The Penarth branch of Cymdeithas yr Iaith Cymraeg [The Welsh Language Society] has referred Penarth Town Council to the Ombudsman for Wales over its alleged non-compliance with legislation on the Welsh Language.
The Society has written to the Public Services Ombudsman for Wales, Nick Bennett, pointing out, that under the law, public authorities in Wales must treat the Welsh Language no less favourably than the English language.
The Welsh Language Society – which has campaigned to defend the language for over half-a-century – claims that none of Penarth Town Council’s staff speaks Welsh and also (wrongly) asserts that council’s revamped website is in “English only ” .
[PDN Note: The Society may not have spotted the “translate” button (see left) on the bottom of the screen which enables much of the content of Penarth Council’s new web-site to be accessed in Welsh.]
The Society complains that meetings of the council are all in English only . It also asserts – more contentiously – that the public is “not welcome” to express their views in Welsh at such meetings.

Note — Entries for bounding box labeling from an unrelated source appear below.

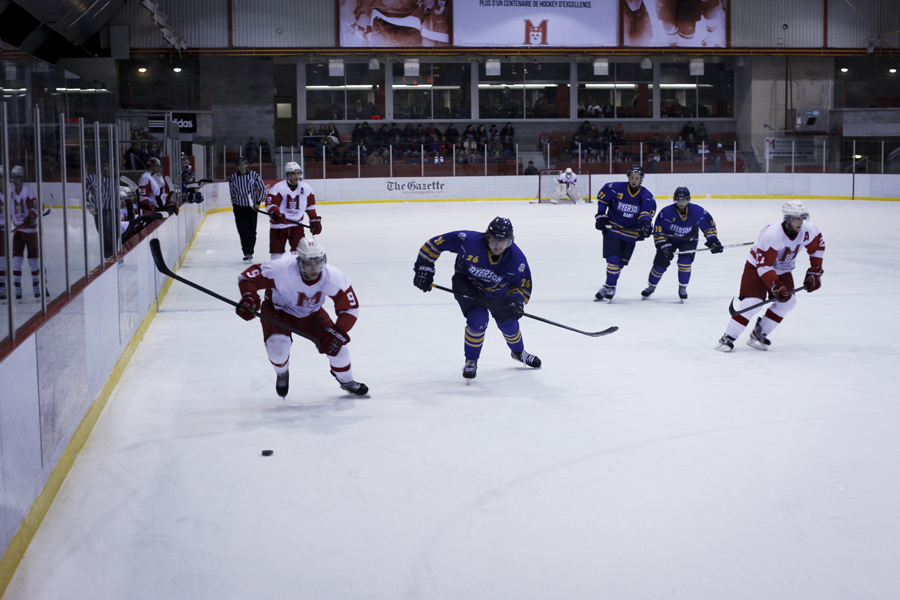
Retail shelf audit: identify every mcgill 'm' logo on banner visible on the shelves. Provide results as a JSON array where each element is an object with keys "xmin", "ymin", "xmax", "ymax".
[{"xmin": 525, "ymin": 19, "xmax": 548, "ymax": 46}]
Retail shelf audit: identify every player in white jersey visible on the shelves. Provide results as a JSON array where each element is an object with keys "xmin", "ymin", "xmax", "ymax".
[
  {"xmin": 550, "ymin": 169, "xmax": 587, "ymax": 204},
  {"xmin": 716, "ymin": 200, "xmax": 825, "ymax": 352},
  {"xmin": 237, "ymin": 235, "xmax": 369, "ymax": 398},
  {"xmin": 266, "ymin": 162, "xmax": 322, "ymax": 260},
  {"xmin": 9, "ymin": 166, "xmax": 47, "ymax": 300}
]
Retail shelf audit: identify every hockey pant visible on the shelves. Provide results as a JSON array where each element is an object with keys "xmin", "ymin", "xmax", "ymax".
[
  {"xmin": 260, "ymin": 298, "xmax": 353, "ymax": 383},
  {"xmin": 725, "ymin": 263, "xmax": 797, "ymax": 339}
]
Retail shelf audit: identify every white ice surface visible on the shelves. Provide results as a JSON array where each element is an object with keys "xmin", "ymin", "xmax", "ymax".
[{"xmin": 4, "ymin": 199, "xmax": 900, "ymax": 600}]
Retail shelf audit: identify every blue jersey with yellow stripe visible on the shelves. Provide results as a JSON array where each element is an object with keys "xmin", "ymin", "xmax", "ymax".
[
  {"xmin": 417, "ymin": 231, "xmax": 531, "ymax": 303},
  {"xmin": 597, "ymin": 181, "xmax": 656, "ymax": 242}
]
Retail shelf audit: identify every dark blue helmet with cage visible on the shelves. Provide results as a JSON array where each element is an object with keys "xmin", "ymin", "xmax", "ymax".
[
  {"xmin": 485, "ymin": 217, "xmax": 515, "ymax": 244},
  {"xmin": 625, "ymin": 165, "xmax": 644, "ymax": 183},
  {"xmin": 672, "ymin": 186, "xmax": 691, "ymax": 202}
]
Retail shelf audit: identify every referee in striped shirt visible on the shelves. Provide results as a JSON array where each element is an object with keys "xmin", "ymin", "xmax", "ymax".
[{"xmin": 228, "ymin": 156, "xmax": 266, "ymax": 263}]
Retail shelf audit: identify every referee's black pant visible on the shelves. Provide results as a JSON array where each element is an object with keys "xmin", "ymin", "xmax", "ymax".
[{"xmin": 231, "ymin": 205, "xmax": 258, "ymax": 256}]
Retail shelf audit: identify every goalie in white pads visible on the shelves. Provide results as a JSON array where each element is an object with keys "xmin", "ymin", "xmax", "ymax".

The letter says that thousands of people in and around Penarth are Welsh-speaking and are paying the salaries and expenses of councillors and council staff who “refuse to recognise” what is the official language of Wales.
The Society says some bilingual members of the public feel more comfortable expressing themselves in Welsh – particularly when “dealing with jurisdiction” – and are being disadvantaged by not being able to do so.
Cymdeithas yr Iaith tells the Ombusdman – whose role is to investigate “maladministration” – that Penarth Council is “discriminating” against its members and against the “thousands” of people in and around the town who speak Welsh.